À l’Arsenal de Metz, viva Vivica !
Cinq airs sont proposés au public privilégié de la Grande Salle de l’Arsenal, alternant avec des concertos, ouvertures ou extraits de symphonies de Corelli, Vivaldi, Scarlatti et Haendel.
L’Ensemble Concerto de’ Cavalieri introduit la soirée par un Concerto grosso de Corelli pour lequel les cordes déploient d’emblée une intensité musicale et une technicité impressionnantes. La félicité de la ligne mélodique est transcrite par l’interprétation elle-même mais également par le jeu corporel des musiciens. Les violoncelles couleur de miel, posés entre les genoux sans pique dans le respect de la tradition baroque, voient leurs instrumentistes faire littéralement corps avec eux, les violons embarquent leurs interprètes dans une danse, les jambes avancent et reculent selon le rythme, les bras s’arc-boutent, les visages se penchent sur le bois.
En prélude au premier air, l’ouverture de Rinaldo est exécutée avec la même maestria, sous la houlette de Marcello Di Lisa, archets souples et legatos adroits, avant de voir s’avancer sur scène, sous un tonnerre d’applaudissements, la mezzo-soprano Vivica Genaux. Radieuse en robe pastel et moirée, en appui sur de hauts talons, elle vient prendre possession de la scène en imprimant à sa démarche une rythmique tonique. Cette tonicité et cette énergie se ressentent tout au long du récital, dans la voix comme dans le jeu de scène.
En osmose avec l’ensemble, tournant le dos au public, elle se retourne ensuite pour entamer « Cara Sposa ». Les vibratos sont immédiats sur chaque syllabe, les r roulent, les graves sont habillés de velours, et les passages du grave à l’aigu, de l’aigu au grave semblent exécutés en un seul souffle. La gestuelle des musiciens participe de l’effet de maîtrise vocale et donne encore plus de relief à l’air.
Pour l’air suivant, « Son qual nave », extrait d’Artaserse, composé par Riccardo Broschi, frère de l’illustre Carlo, autrement dit Farinelli, le public a encore une fois l’impression qu’elle s’imprègne de l’air avant de l’interpréter. Son jeu de scène est extraordinaire, l’expression du visage suit les paroles, le « navire » tangue par les mouvements de corps de la mezzo-soprano, puis se repose, apaisé.

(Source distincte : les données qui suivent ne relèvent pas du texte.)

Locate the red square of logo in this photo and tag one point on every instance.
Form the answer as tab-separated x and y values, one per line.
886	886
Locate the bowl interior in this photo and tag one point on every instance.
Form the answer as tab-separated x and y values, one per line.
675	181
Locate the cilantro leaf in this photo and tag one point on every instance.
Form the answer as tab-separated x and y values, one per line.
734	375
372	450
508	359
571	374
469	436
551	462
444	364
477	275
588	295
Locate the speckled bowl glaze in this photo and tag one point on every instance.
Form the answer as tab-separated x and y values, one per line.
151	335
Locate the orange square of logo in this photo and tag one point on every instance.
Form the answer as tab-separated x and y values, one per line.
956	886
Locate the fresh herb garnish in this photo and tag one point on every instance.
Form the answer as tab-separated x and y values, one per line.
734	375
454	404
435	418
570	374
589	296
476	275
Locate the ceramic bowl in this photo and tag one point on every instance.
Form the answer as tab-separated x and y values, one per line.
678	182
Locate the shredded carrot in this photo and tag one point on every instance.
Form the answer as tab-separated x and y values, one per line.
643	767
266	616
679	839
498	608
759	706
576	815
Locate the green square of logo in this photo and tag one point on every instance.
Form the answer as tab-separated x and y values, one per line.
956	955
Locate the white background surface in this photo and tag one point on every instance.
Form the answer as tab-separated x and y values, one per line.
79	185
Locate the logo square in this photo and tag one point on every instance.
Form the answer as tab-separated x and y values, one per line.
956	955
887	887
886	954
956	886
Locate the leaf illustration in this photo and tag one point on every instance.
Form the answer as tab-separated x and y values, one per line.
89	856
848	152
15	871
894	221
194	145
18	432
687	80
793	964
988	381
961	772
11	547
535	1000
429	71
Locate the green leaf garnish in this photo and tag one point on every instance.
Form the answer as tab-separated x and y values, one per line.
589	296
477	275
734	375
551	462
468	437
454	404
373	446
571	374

Les mélismes, sur cet air en particulier, sont constants et renforcés par les staccatos des cordes.
Changement de robe et changement de ton après l’entracte, avec la « Salve Regina » de Pergolèse qui entraîne Vivica Genaux vers davantage de solennité et de gravité en conservant toujours la même technicité remarquable, dans des aigus maintenus longuement, soutenus par les cordes qui prennent une coloration de cuivres.
« Lascia ch’io pianga », l’autre air extrait de Rinaldo proposé, maintient la mezzo-soprano dans la solennité et l’émotion qui siéent à la beauté du texte, vibratos toujours présents et émouvants, mélismes posés sur des mots-clés, « duolo » ou « pietà ».
Pour le dernier air, deuxième air de Broschi, tiré d’Idaspe, « Qual guerriero in campo armato », elle repasse, avec toujours autant de facilité, des aigus aux graves et met à nouveau son expressivité au service du mot, « tel un guerrier sur un champ de bataille ». L’agilité des trilles témoigne à nouveau de la maîtrise technique de Vivica Genaux.
Un seul rappel extrait de La Griselda de Vivaldi clôt la représentation, l’air « Agitata da due venti », offert au public avec le même déploiement de trésors vocaux avant une longue ovation ponctuée de bravi pour Vivica Genaux, radieuse, qui applaudit avec grâce et humilité ses indispensables compagnons de récital.